The U.S. Chamber of Commerce opposed the bill, reported The Huffington Post, noting in a letter to the Senate that "the concept of economic growth is not a zero-sum game. Replacing a job that is based in another country with a domestic job does not stimulate economic growth or enhance the competitiveness of American worldwide companies." I'd argue that even opponents of offshoring realize it isn't that simple.
As The Washington Post's Ezra Klein wrote, the bill just wasn't a very good one. Perhaps the biggest problem was its provision for a two-year break on payroll taxes for every new employee that businesses can certify is "replacing an employee who had been performing similar duties overseas." As Klein points out, that'd be pretty hard to prove and even harder to police, providing "a new loophole for smart corporate accountants to game." Many businesses would probably make the case that any U.S. hire could conceivably replace an existing employee overseas.
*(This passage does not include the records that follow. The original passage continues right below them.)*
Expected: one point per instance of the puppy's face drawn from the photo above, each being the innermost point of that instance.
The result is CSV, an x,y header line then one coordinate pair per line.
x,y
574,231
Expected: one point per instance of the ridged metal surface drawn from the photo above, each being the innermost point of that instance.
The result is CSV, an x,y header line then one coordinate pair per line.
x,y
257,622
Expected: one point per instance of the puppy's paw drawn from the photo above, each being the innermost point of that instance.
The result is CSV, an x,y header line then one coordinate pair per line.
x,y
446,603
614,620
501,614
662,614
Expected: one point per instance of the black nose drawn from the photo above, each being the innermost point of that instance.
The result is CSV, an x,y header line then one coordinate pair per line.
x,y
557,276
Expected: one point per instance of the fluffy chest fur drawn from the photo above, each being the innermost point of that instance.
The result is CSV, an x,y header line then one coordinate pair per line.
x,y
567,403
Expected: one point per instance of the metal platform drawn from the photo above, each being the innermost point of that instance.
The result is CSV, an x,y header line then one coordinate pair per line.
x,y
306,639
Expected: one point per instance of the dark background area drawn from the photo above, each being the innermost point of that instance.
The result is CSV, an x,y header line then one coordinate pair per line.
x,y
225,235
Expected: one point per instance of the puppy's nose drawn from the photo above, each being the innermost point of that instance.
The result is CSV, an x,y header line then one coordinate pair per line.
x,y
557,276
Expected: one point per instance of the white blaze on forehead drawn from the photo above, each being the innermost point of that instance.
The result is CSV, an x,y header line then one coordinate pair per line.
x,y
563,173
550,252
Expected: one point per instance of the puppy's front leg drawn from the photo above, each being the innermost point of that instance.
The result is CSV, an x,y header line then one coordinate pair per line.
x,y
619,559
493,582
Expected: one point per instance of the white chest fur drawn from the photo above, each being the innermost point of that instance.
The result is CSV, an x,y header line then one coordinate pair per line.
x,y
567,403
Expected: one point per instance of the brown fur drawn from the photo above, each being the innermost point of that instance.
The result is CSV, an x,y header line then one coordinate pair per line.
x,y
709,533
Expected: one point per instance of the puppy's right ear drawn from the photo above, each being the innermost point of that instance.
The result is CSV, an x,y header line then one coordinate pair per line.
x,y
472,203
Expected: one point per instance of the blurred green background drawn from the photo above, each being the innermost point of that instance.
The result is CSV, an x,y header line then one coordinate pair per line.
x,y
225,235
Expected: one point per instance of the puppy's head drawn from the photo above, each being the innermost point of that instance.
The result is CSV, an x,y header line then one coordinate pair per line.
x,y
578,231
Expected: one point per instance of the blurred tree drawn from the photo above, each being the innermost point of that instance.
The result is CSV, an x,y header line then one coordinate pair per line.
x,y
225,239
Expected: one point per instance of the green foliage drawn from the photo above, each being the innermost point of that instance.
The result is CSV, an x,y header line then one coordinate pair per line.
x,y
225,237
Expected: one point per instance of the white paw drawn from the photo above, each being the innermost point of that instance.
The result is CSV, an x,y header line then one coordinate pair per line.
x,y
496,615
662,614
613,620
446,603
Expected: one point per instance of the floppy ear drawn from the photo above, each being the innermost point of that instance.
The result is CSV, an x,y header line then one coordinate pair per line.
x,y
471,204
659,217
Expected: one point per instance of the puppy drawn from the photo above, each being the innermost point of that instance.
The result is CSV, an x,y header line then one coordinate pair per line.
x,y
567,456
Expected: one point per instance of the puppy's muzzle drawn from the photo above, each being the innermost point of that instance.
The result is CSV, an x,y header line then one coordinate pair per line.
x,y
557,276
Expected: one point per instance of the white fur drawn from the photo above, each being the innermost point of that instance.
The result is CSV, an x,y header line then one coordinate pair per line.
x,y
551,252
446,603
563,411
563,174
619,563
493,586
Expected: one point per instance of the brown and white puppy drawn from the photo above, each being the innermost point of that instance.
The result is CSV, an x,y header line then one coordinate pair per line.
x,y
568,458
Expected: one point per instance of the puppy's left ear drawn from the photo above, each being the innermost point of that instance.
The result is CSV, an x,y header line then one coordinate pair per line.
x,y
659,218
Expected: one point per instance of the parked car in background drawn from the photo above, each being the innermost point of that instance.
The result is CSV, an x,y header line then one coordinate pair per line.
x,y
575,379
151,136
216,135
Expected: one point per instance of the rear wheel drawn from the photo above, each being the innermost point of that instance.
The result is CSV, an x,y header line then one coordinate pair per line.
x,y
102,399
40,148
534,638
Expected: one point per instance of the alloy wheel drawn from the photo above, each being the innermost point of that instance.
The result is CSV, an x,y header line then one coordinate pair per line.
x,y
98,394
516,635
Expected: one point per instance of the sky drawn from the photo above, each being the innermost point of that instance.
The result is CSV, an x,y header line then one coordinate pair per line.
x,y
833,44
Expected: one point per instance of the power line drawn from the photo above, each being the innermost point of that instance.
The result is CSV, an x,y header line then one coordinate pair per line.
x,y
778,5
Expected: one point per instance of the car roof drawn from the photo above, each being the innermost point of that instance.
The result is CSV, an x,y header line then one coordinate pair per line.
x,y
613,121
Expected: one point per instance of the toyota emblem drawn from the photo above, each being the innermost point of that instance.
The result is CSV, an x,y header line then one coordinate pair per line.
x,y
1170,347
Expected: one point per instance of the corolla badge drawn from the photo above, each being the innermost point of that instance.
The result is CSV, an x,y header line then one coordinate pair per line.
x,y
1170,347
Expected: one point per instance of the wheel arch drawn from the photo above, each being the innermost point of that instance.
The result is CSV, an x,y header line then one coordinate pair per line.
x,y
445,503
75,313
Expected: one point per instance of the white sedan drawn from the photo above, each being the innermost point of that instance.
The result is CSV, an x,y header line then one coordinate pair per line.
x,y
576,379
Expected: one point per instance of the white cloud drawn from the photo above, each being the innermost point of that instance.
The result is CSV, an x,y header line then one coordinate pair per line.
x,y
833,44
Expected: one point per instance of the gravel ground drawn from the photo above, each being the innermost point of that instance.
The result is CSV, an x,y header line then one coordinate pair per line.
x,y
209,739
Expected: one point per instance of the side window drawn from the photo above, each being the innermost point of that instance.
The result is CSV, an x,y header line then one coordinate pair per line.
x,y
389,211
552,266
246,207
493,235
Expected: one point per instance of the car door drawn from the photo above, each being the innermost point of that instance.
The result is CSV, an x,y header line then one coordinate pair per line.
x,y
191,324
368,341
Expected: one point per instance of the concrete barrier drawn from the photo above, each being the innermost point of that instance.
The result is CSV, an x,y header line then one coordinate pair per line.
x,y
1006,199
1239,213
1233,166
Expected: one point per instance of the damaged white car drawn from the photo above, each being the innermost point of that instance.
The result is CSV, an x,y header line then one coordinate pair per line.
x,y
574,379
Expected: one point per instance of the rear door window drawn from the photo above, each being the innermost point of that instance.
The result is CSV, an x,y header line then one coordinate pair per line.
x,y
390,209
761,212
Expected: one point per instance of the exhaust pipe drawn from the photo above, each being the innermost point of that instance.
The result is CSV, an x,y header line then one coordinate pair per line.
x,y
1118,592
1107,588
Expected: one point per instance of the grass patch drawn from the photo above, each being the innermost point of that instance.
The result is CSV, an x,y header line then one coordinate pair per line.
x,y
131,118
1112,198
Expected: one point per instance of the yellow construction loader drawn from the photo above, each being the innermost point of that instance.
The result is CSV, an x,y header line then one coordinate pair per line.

It's difficult to imagine big companies making any truly meaningful staff changes for a temporary tax break.
Another portion of the bill sought to end tax deferrals, a common corporate practice targeted by President Obama last spring..As I wrote then, technology companies came out in force against it, probably because multinational tech giants like IBM, HP and Microsoft all employ it. I cited a story in which the CEO of the Silicon Valley Leadership Group called Obama's proposal to end the practice "about a 20" on a Richter scale of one to 10. A third provision sought to prevent companies from taking a tax deduction or credit if they closed a domestic operation and opened a similar one overseas.
Again, wrote Klein, it's hard to imagine how either of those two provisions would be enforced. There are simpler and more elegant ways of discouraging these practices. Just lowering corporate tax rates to bring them more in line with other countries would be one of them.